LERMAN, MILES (Shmuel Milek ; 1920– ), Holocaust survivor and activist. Lerman was born in Tomaszov Lubelski, son of Israel and Jochevet Lerman. His prosperous family owned flour mills and other businesses throughout eastern Poland. He and his four siblings were raised in an observant home; his father was a supporter of the Belzer Ḥasidim. In his youth, Lerman joined Ha-Shomer ha-Ẓ'air, and following his father's untimely death in 1938 helped run his family's business. Following the German invasion of Poland the Lermans fled to Lvov, where he was arrested and forced to work at the Viniki labor camp in December 1941, from which he later escaped. For 23 months in the forests surrounding Lvov, Lerman was a leader in organized armed resistance against the Nazis.

Following the war, Lerman settled in Lublin and established a leather business with fellow survivor Leon Feldhandler, a leader of the heroic revolt at Sobibor. After Feldhandler's murder, Lerman settled in Lodz and met his future wife, Krysia Rozalia (Chris) Laks. They married in the Schlachtensee displaced persons camp and immigrated to the United States in February 1947. Lerman purchased a poultry farm in Vine-land, New Jersey, and established profitable businesses in the gasoline, heating, and real estate sectors, becoming a prominent member of the Jewish community.

President Jimmy Carter appointed Lerman to the Advisory Board of the President's Commission on the Holocaust and later to the United States Holocaust Memorial Council, the governing board of the then future United States *Holocaust Memorial Museum (ushmm). Between 1988 and 1990, as chair of the ushmm's International Relations Committee, Lerman negotiated a series of agreements with governments and institutions in Eastern Europe that brought thousands of artifacts and documents to the ushmm and which shaped its permanent exhibition. Lerman met with heads of state, diplomats, ministers, and museum directors to increase the nascent museum's collections and exhibitions. These negotiations occurred at an opportune time as Communist regimes in Eastern Europe were on the verge of collapsing in the late 1980s and were replaced by fledgling democracies. As such, the multi-lingual Lerman was well-positioned to negotiate in an atmosphere where teetering regimes were eager for American goodwill, and sought to include their Holocaust-era patrimony on the National Mall in the heart of the American capital.
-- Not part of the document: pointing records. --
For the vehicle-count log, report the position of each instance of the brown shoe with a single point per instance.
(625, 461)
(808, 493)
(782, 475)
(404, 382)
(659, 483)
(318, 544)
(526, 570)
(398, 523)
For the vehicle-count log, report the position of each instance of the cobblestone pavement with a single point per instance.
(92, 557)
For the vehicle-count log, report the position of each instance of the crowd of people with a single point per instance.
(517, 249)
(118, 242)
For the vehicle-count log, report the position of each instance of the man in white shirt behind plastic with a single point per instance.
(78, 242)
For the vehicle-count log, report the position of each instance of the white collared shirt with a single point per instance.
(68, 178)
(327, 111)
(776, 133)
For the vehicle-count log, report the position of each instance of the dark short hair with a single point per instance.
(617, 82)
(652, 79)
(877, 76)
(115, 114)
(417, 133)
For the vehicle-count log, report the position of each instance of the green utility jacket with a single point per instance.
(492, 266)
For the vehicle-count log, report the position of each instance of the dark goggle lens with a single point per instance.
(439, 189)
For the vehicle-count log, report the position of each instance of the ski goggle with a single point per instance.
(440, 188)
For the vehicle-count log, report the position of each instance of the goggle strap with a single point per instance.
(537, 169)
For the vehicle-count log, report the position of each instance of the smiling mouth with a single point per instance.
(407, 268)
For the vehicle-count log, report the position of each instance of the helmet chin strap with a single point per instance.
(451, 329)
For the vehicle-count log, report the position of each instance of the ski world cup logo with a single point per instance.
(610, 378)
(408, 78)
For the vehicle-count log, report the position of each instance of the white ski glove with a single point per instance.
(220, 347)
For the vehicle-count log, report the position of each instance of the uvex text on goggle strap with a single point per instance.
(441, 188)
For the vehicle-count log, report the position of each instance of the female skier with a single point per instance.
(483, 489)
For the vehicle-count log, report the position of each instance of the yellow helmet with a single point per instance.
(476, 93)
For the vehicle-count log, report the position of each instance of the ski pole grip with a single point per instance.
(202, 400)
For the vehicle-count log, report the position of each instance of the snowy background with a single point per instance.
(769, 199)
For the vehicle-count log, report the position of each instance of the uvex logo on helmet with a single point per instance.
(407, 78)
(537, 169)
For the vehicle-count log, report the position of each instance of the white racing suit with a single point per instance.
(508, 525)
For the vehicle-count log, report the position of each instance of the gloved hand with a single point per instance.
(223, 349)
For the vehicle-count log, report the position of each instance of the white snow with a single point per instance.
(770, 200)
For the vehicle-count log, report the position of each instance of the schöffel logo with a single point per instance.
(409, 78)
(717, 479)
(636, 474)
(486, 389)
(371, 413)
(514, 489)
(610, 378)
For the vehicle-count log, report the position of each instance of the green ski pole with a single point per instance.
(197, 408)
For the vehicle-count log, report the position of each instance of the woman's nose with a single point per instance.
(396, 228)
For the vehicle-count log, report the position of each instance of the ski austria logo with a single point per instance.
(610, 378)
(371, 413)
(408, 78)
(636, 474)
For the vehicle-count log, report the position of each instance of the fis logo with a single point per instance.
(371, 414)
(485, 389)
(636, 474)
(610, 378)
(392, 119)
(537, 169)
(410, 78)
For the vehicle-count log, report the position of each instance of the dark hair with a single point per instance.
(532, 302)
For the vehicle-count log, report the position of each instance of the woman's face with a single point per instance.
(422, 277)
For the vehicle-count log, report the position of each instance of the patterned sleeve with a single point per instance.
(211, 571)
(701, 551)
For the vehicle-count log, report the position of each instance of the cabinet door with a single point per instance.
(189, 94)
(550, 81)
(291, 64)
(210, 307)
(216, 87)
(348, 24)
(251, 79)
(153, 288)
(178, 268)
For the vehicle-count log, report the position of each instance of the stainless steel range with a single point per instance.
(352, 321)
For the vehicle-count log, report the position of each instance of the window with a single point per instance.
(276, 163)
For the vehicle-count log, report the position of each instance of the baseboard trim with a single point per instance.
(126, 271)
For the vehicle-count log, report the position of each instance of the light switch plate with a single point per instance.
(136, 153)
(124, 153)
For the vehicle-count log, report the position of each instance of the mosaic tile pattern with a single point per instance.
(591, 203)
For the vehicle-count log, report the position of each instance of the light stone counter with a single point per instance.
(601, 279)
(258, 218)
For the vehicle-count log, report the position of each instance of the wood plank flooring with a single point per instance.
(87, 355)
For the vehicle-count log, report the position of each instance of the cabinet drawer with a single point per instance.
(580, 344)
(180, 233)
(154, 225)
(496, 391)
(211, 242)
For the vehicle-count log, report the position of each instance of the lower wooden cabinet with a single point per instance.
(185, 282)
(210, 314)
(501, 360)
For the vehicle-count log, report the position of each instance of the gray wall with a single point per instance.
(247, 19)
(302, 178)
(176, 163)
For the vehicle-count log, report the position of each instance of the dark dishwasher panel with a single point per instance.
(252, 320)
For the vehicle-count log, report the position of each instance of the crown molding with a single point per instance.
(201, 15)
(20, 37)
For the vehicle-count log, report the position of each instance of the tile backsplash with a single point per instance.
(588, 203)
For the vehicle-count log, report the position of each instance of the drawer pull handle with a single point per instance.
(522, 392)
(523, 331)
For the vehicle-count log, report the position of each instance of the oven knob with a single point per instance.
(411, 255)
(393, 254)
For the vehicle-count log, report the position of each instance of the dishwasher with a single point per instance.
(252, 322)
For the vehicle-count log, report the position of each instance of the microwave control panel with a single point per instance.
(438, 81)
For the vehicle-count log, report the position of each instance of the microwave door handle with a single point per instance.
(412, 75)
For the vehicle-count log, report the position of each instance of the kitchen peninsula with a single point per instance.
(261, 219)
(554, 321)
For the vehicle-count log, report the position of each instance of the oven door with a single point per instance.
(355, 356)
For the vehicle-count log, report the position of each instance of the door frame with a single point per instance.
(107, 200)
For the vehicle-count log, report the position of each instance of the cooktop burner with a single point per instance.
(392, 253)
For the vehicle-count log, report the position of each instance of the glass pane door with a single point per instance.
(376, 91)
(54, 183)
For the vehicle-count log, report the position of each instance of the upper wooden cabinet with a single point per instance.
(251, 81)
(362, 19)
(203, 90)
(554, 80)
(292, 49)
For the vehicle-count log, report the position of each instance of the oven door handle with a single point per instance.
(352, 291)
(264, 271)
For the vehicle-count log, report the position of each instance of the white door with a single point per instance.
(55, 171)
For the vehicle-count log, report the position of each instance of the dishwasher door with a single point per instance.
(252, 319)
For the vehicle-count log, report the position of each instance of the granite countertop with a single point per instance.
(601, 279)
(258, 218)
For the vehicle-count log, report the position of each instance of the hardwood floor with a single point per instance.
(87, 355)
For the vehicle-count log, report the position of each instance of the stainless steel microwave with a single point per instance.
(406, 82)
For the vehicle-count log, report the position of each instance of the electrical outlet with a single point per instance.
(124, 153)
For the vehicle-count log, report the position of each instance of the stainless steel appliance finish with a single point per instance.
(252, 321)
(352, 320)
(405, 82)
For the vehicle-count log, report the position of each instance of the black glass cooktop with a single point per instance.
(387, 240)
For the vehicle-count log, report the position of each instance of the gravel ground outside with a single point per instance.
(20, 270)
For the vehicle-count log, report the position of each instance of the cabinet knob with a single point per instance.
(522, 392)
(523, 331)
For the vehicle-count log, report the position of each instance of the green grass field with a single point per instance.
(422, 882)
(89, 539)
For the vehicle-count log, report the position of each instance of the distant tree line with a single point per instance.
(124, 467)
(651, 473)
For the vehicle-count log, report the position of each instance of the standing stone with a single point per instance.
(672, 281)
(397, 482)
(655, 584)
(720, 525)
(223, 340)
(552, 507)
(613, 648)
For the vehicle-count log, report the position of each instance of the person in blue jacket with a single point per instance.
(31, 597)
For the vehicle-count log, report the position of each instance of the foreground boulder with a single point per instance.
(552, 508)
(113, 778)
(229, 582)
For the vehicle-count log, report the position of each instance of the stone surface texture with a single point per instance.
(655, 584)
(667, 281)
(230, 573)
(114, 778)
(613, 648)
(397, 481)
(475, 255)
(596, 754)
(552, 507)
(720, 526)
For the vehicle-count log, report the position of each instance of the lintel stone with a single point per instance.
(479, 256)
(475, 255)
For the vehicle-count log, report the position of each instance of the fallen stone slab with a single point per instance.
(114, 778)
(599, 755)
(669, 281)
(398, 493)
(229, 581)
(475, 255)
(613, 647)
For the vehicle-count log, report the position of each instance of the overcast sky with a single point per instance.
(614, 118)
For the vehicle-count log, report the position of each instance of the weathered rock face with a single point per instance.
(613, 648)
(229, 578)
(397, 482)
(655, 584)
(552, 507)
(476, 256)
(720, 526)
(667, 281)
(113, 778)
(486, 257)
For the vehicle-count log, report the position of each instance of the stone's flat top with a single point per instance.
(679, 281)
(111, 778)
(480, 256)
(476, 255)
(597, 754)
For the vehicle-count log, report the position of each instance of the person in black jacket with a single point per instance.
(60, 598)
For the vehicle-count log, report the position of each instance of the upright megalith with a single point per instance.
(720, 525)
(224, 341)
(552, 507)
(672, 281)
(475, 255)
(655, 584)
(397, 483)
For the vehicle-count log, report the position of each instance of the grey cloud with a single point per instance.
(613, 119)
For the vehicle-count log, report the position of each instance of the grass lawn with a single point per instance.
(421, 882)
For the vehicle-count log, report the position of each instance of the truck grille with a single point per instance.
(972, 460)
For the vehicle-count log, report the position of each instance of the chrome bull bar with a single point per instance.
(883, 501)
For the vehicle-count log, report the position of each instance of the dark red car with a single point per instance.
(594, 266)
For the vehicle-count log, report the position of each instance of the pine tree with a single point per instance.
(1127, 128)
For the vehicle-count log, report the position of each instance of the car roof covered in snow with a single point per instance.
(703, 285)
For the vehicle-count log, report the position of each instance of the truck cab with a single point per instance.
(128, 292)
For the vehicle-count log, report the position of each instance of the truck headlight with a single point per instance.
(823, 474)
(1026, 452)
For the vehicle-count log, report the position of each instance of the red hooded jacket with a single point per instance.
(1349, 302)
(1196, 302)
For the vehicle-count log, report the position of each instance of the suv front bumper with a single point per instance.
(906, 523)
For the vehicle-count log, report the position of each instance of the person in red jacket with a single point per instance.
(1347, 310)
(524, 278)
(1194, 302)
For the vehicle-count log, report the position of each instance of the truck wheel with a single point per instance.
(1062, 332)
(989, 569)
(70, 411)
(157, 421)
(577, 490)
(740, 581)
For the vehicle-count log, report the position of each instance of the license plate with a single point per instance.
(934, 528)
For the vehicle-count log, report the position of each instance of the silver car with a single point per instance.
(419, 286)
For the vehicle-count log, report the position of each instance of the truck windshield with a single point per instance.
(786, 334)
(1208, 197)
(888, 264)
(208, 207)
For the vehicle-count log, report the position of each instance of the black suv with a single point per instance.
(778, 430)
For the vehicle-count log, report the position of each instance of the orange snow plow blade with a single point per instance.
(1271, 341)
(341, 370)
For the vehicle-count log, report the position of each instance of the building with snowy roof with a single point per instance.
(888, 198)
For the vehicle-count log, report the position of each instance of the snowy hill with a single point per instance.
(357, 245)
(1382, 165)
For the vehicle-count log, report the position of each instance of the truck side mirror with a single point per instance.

Lerman was chosen to lead the museum's capital campaign. The congressional legislation creating the museum required that while the U.S. government would donate the land for the museum, all funds to build the structure needed to be raised from private sources; the initial $147 million budget was later increased to close to $200 million. Lerman determinedly led the effort to raise the necessary funds. He tirelessly traveled across the nation and successfully completed the campaign, along with a dedicated professional staff and volunteers.

Soon after the ushmm's dedication on April 22, 1993, President Bill Clinton appointed Lerman to be the third chair of the United States Holocaust Memorial Council, a post he held until 2000. During his tenure, the museum became one of Washington's top tourist destinations, with more than two million visitors annually. Among a number of initiatives, Lerman established the Miles Lerman Center for the Study of Jewish Resistance during the Holocaust, which documents physical resistance in ghettos, forests, and elsewhere throughout German-occupied Europe. A major controversy arose in 1998 when, at the urging of the U.S. Department of State, Lerman invited plo Chairman Yasser Arafat to visit the museum, an offer ultimately declined by Arafat. After his term as chair ended, Lerman assumed the leadership of the museum's endowment fund.

Beginning in the mid-1990s, Lerman took it upon himself to provide a proper memorial for his relatives who were murdered at the Belzec killing center; the Communist-era memorial had fallen into disrepair and the site of the 500,000 murdered Jews was woefully neglected. Lerman worked with a number of Polish governments, and in partnership with the ushhm and later with the American Jewish Committee. Lerman raised the necessary funds to build a dignified memorial. Opening on June 3, 2004, the $5 million Belzec memorial was funded equally by the Polish government and contributions raised by Lerman from American Jews.